For Long’s inaugural and Tobin’s 521st show, Tobin planned to compare today’s real estate and permitting numbers with those of 10 years ago, when the county and Palm Coast were just emerging from the great crash’s troth. Example: the median price of a single-family house back then was $161,250. It is now $369,000. There were building 36 permits issued this month back then. In the June just ended, 202. The numbers are all the stimulants Tobin needs. And with numbers like that, he may well be marking more milestones ahead.
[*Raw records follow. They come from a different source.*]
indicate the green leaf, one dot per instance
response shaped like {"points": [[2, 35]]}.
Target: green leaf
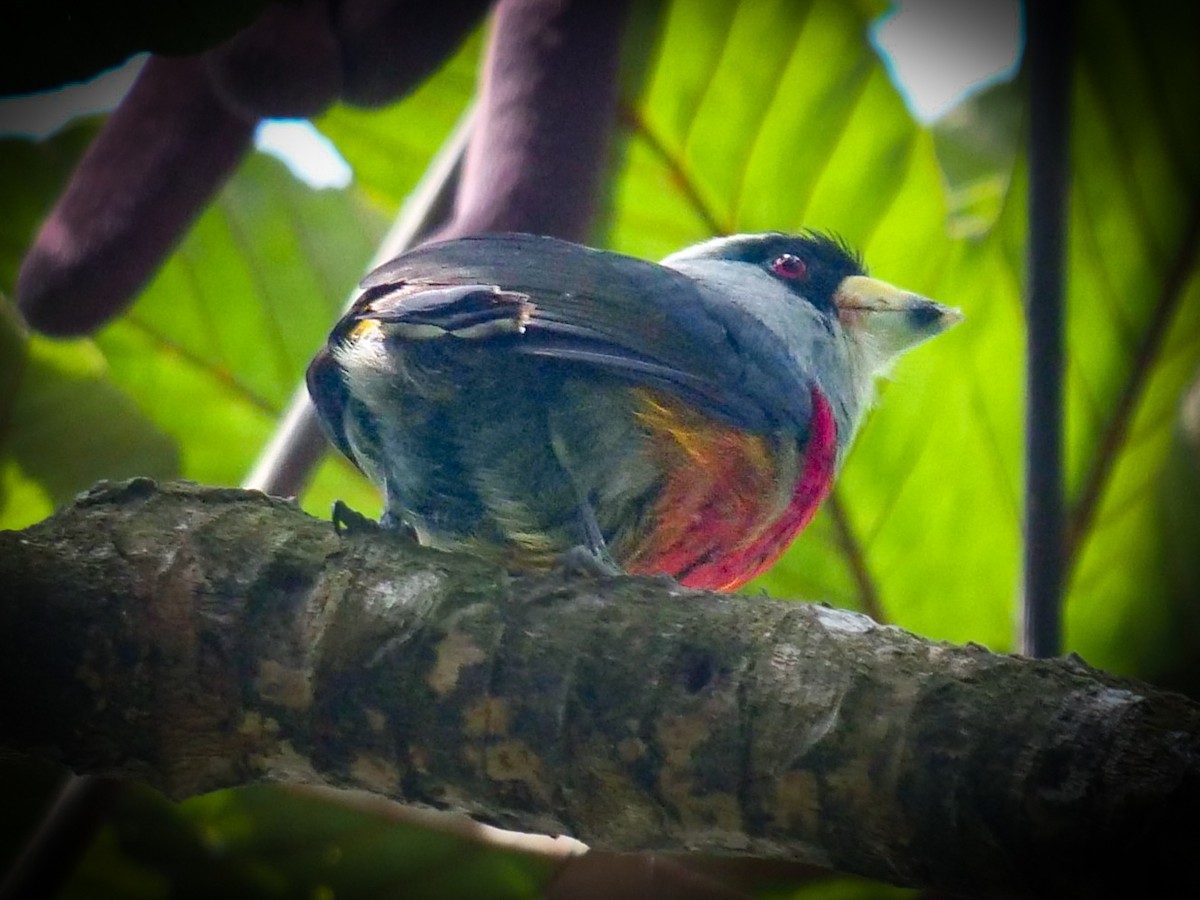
{"points": [[64, 425], [219, 341]]}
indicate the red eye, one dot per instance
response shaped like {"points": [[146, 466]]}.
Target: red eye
{"points": [[790, 267]]}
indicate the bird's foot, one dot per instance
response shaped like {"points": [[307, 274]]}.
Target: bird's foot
{"points": [[349, 521], [588, 562]]}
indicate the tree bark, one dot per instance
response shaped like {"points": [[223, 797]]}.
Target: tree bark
{"points": [[197, 639]]}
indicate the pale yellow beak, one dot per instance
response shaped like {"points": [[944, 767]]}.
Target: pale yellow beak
{"points": [[892, 318]]}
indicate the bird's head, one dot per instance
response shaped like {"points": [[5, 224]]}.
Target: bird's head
{"points": [[813, 292]]}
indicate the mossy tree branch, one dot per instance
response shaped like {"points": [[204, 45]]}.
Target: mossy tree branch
{"points": [[196, 639]]}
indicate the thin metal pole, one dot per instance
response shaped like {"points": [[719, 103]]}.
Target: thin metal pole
{"points": [[1049, 46], [298, 444]]}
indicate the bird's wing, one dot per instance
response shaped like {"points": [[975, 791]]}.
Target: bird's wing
{"points": [[628, 317]]}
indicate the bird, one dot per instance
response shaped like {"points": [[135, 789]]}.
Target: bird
{"points": [[528, 399]]}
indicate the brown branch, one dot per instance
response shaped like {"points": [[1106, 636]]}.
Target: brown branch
{"points": [[197, 639]]}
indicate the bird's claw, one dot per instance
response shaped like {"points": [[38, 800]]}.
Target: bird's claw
{"points": [[586, 561], [349, 521]]}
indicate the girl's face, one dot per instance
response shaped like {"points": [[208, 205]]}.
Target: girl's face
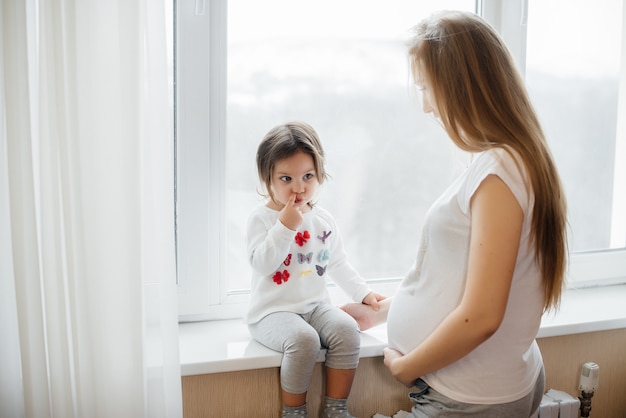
{"points": [[294, 175]]}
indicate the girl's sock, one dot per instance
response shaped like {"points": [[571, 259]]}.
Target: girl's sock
{"points": [[335, 408], [294, 411]]}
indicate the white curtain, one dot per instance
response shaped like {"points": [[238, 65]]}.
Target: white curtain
{"points": [[88, 318]]}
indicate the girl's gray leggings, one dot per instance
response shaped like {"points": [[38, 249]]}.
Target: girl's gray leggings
{"points": [[301, 336]]}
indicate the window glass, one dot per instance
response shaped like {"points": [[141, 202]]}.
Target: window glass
{"points": [[573, 67], [340, 66]]}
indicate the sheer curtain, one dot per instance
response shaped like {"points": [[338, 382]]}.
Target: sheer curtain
{"points": [[88, 319]]}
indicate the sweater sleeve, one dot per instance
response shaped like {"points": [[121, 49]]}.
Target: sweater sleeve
{"points": [[342, 272], [268, 243]]}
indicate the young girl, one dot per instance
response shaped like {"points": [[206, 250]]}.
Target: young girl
{"points": [[293, 247], [492, 256]]}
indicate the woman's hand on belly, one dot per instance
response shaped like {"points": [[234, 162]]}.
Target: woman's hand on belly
{"points": [[396, 365]]}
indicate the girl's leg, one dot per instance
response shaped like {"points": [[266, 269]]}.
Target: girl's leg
{"points": [[290, 334], [339, 333]]}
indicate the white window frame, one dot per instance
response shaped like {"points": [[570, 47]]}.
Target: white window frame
{"points": [[201, 174]]}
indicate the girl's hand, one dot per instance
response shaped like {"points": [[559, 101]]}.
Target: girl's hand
{"points": [[372, 299], [290, 215], [393, 361]]}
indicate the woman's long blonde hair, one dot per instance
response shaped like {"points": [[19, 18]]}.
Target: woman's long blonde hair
{"points": [[483, 104]]}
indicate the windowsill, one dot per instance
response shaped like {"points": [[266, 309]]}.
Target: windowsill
{"points": [[226, 346]]}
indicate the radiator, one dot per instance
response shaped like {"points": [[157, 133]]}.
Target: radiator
{"points": [[558, 404]]}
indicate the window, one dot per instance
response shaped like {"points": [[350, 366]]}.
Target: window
{"points": [[244, 66]]}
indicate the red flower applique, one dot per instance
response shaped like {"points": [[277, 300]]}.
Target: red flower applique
{"points": [[280, 278], [302, 238]]}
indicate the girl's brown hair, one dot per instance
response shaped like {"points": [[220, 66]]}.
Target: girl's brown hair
{"points": [[483, 104], [282, 142]]}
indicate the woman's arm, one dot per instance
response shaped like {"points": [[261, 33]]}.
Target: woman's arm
{"points": [[496, 228]]}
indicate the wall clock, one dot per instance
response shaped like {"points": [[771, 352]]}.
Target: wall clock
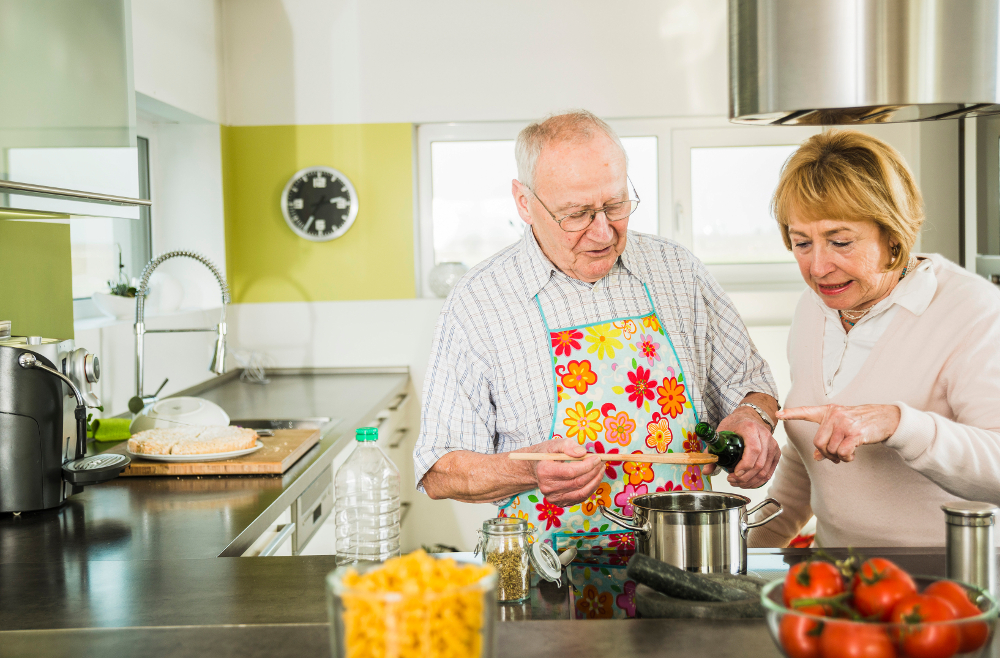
{"points": [[319, 203]]}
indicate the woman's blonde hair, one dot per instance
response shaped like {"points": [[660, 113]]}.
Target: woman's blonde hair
{"points": [[846, 174]]}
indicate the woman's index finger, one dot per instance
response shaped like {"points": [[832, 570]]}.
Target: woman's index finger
{"points": [[811, 414]]}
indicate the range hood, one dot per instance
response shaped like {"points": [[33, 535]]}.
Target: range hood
{"points": [[820, 62]]}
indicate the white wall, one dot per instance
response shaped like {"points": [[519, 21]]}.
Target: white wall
{"points": [[187, 211], [177, 54], [183, 358], [353, 61], [339, 334]]}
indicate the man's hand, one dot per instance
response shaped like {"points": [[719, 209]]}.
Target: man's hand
{"points": [[843, 429], [760, 452], [566, 483]]}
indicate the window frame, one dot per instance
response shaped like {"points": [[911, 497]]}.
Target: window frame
{"points": [[732, 276], [675, 137]]}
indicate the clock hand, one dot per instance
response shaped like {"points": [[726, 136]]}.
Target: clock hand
{"points": [[321, 201], [312, 214]]}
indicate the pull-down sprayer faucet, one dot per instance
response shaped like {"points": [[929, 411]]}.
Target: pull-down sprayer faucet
{"points": [[218, 365]]}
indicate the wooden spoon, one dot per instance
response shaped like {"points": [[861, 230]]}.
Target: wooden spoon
{"points": [[669, 458]]}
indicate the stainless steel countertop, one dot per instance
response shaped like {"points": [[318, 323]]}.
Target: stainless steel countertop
{"points": [[244, 607], [152, 518]]}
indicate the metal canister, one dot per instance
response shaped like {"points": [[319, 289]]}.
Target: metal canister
{"points": [[971, 543]]}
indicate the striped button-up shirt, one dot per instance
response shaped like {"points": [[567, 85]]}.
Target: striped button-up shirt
{"points": [[489, 385]]}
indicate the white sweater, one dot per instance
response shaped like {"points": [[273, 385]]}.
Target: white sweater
{"points": [[942, 369]]}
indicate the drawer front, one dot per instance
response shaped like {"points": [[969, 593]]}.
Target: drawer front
{"points": [[277, 540], [392, 418], [311, 518]]}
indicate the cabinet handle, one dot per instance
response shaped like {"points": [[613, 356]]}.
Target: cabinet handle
{"points": [[46, 191], [400, 437], [276, 543]]}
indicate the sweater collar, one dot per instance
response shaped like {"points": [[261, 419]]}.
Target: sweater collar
{"points": [[914, 292]]}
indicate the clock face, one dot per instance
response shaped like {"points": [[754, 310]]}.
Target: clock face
{"points": [[319, 203]]}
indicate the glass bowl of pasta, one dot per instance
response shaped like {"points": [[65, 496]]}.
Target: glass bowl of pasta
{"points": [[413, 606]]}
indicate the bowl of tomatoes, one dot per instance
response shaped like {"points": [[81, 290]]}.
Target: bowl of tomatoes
{"points": [[874, 609]]}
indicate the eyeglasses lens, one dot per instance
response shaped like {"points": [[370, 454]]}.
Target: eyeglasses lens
{"points": [[615, 212]]}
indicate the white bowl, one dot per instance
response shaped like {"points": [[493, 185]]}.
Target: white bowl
{"points": [[113, 306], [179, 412]]}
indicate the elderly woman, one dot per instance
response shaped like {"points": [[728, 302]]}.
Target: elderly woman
{"points": [[895, 358]]}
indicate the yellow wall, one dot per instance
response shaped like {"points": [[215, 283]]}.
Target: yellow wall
{"points": [[36, 278], [267, 262]]}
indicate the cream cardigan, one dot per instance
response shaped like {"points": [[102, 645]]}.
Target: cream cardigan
{"points": [[942, 369]]}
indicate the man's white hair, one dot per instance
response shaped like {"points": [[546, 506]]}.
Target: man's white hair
{"points": [[573, 126]]}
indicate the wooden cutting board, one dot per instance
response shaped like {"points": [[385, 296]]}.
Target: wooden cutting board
{"points": [[277, 456]]}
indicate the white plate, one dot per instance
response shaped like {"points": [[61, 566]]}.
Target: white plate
{"points": [[211, 457]]}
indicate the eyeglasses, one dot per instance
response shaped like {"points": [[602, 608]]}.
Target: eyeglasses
{"points": [[581, 220]]}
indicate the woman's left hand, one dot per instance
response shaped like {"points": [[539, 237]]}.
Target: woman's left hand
{"points": [[843, 429]]}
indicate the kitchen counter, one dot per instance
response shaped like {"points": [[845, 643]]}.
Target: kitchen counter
{"points": [[150, 566], [277, 607], [144, 518]]}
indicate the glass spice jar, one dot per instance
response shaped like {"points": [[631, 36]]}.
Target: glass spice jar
{"points": [[504, 543]]}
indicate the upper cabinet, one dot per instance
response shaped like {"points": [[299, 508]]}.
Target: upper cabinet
{"points": [[67, 121]]}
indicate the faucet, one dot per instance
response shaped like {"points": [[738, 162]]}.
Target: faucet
{"points": [[218, 365]]}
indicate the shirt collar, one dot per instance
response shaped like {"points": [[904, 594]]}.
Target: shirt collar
{"points": [[914, 293], [539, 269]]}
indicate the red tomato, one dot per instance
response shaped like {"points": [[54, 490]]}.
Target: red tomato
{"points": [[799, 636], [921, 640], [809, 580], [849, 639], [878, 586], [973, 634]]}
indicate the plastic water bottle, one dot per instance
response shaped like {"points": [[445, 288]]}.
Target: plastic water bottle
{"points": [[367, 503]]}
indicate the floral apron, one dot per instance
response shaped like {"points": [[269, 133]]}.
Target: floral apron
{"points": [[619, 389]]}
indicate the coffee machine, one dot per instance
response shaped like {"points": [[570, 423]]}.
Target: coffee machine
{"points": [[45, 390]]}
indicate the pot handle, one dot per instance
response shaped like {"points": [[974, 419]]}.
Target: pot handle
{"points": [[623, 521], [763, 521]]}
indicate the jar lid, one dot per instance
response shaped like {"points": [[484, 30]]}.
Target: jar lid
{"points": [[546, 562], [970, 508], [505, 525]]}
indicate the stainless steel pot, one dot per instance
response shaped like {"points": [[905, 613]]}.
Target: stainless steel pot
{"points": [[701, 531]]}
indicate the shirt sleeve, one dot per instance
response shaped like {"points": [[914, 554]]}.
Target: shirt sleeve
{"points": [[458, 411], [735, 368], [791, 487], [962, 456]]}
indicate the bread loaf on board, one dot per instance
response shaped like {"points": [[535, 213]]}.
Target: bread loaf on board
{"points": [[191, 441]]}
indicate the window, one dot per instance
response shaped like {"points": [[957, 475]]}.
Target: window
{"points": [[467, 209], [731, 188], [702, 182], [99, 244]]}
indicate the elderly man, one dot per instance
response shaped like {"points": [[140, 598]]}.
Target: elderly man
{"points": [[585, 338]]}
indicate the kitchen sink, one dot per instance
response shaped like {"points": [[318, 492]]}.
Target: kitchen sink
{"points": [[318, 423]]}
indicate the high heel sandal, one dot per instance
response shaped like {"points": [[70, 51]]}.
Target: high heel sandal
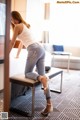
{"points": [[47, 111]]}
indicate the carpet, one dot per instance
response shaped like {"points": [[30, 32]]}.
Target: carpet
{"points": [[66, 105]]}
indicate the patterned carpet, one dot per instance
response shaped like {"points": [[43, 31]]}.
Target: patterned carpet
{"points": [[66, 105]]}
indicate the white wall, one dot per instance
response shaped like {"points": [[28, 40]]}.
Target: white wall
{"points": [[64, 23], [1, 76]]}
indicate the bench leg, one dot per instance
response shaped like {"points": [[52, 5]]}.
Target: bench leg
{"points": [[61, 82], [33, 100]]}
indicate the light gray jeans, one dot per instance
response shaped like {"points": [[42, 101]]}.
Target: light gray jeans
{"points": [[36, 57]]}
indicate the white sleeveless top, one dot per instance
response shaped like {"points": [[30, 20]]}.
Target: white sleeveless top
{"points": [[26, 37]]}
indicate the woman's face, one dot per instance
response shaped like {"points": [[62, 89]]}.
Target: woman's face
{"points": [[14, 21]]}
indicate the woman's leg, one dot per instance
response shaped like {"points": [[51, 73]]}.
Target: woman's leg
{"points": [[41, 70]]}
He has an unusually counterintuitive answer about the secret of his longevity: “My my dad always told me that the best thing that could happen to a person is to have a chronic illness that’s controllable,” Tobin said. “The reason for that is that you see doctors often and you learn to listen to your body. And a lot of the issues I’ve had to deal with over the last 10 years have been the things that I caught early, either because I went to a doctor often, or because I do listen to my body. When I go see the doctor. I tell him–or her. And so I’ve just been fortunate. I’ve made it through a couple of things that would have killed me had I not address them.”
D W Ferguson says
The Real Estate “Guru” of Flagler County. Congratulations Toby, Keep the Show Going !!!
Where’s the Doctor? says
The people that live, work, shop, and go to school near the AIRPORT have been screaming about the airport for years! Those flight schools spew 720 POUNDS of LEAD over our community every year! Yet, they pour money into it for expansion. Even ANDY DANCE says it’s a great thing! Palm Coast, “listen to your body” and stop the LEAD! Where’s the Doctor?